Concepts
This page explains the core terms used throughout the Runtime docs.
Workspaces
A workspace is the main unit of organization in Runtime. It maps to a local project directory and contains your jobs, deployments, configurations, and telemetry. When you run dlt runtime login, you select (or create) a workspace to work in.
Each workspace has its own:
- Set of jobs and their run history
- Deployment and configuration versions
- Pipeline and dataset telemetry
- Member list and access settings
Organizations
An organization groups workspaces and team members. It owns billing and controls who can access which workspaces. Members have organization-level roles (Owner or Member) and can be granted workspace-level roles (Owner or Viewer) independently. See Team Access for details.
Pipelines and datasets
A pipeline is a dlt pipeline — a unit of data movement from a source to a destination. When a pipeline runs, it loads data into a dataset (a schema in your destination database, e.g., a MotherDuck database or BigQuery dataset).

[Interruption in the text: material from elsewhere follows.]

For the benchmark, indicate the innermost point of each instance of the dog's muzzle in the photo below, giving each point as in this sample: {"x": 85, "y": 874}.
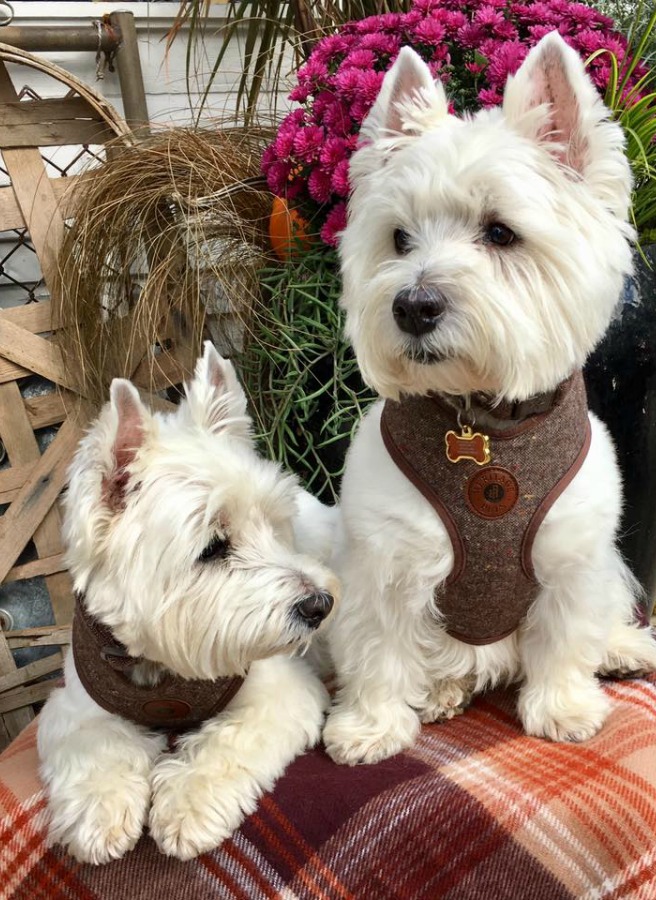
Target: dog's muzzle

Runtime discovers pipelines and datasets through telemetry collected at run time — not by analyzing your source code. When a job runs and calls pipeline.run(), dlt emits trace and state data that Runtime ingests. This means:
- A pipeline or dataset only appears in Runtime after it has been executed at least once.
- The information shown (pipeline names, dataset names, destination types, tables, row counts) reflects what actually ran, which may differ from what the current code defines — for example, if you renamed a pipeline or switched destinations but haven't run the updated code yet, Runtime still shows the previous names and destination.
- If a pipeline has not run recently, its metrics may be stale. Runtime does not poll your destination or inspect your code to refresh this data.
The Pipelines and Datasets pages show aggregated metrics like success rate, rows loaded, and duration trends — across all jobs that use a given pipeline or write to a given dataset.
A pipeline is a dlt concept — it's the dlt.pipeline(...) object in your code. A job is a Runtime concept — it's the script file that Runtime executes. A single job can run multiple pipelines, and the same pipeline can appear in different jobs.
Jobs
A job represents a script registered with Runtime (e.g., my_pipeline.py). Jobs are created implicitly the first time you run dlt runtime launch, or explicitly with dlt runtime job create.
A job defines what to run. It can be triggered manually, on a schedule, or from CI/CD.
Runs: job runs vs pipeline runs
A job run is a single execution of a job — Runtime starts a container, runs your script, and records the result. Job runs have a lifecycle:
| Status | Meaning |
|---|---|
| Pending | Queued, waiting to start |
| Starting | Container is being initialized |
| Running | Actively executing |
| Completed | Finished without errors |
| Failed | Encountered an error |
| Cancelled | Manually stopped |
A pipeline run is a dlt-level event that happens inside a job run. Each time your script calls pipeline.run(), dlt records a pipeline run with its own metrics (tables loaded, row counts, bytes, duration). A single job run can produce multiple pipeline runs — for example, a script that loads data from two different sources into two different pipelines.
In the Web UI:
- The Jobs page shows job runs — did the script succeed or fail?
- The run detail page shows pipeline runs within that job run — what data was actually loaded?
- The Pipelines page aggregates pipeline runs across all jobs — how is this pipeline performing over time?
Deployments
A deployment is a versioned snapshot of your code, synced from your local project directory to Runtime. Each time you run dlt runtime deploy or dlt runtime launch, a new deployment version is created if your code has changed.
Deployments include all Python files and supporting modules in your workspace directory. They are versioned independently from configurations.
Configurations
A configuration is a versioned snapshot of your .dlt/ directory — secrets, config files, and profile-specific settings. Like deployments, a new version is created each time you sync.
Configurations are versioned separately from deployments so you can update credentials without redeploying code (and vice versa). See Manage Secrets for details.
Profiles
Profiles control which credentials a run uses. Runtime supports two profiles:
| Profile | Used by | Typical access level |
|---|---|---|
prod | Batch jobs (dlt runtime launch) | Read-write |
access | Interactive apps (dlt runtime serve) | Read-only |
You configure profile-specific secrets in separate files (e.g., secrets.prod.toml, secrets.access.toml). This ensures batch pipelines have full write access while shared notebooks and other interactive apps use read-only credentials. See Manage Secrets for the full setup.
Interactive apps
Interactive apps are long-running services served through Runtime — Marimo notebooks, Streamlit dashboards, and MCP servers. They run under the access profile with read-only credentials by default.
Deploy them with dlt runtime serve and optionally share them publicly with dlt runtime publish. See Serve a Notebook and Publish and Share.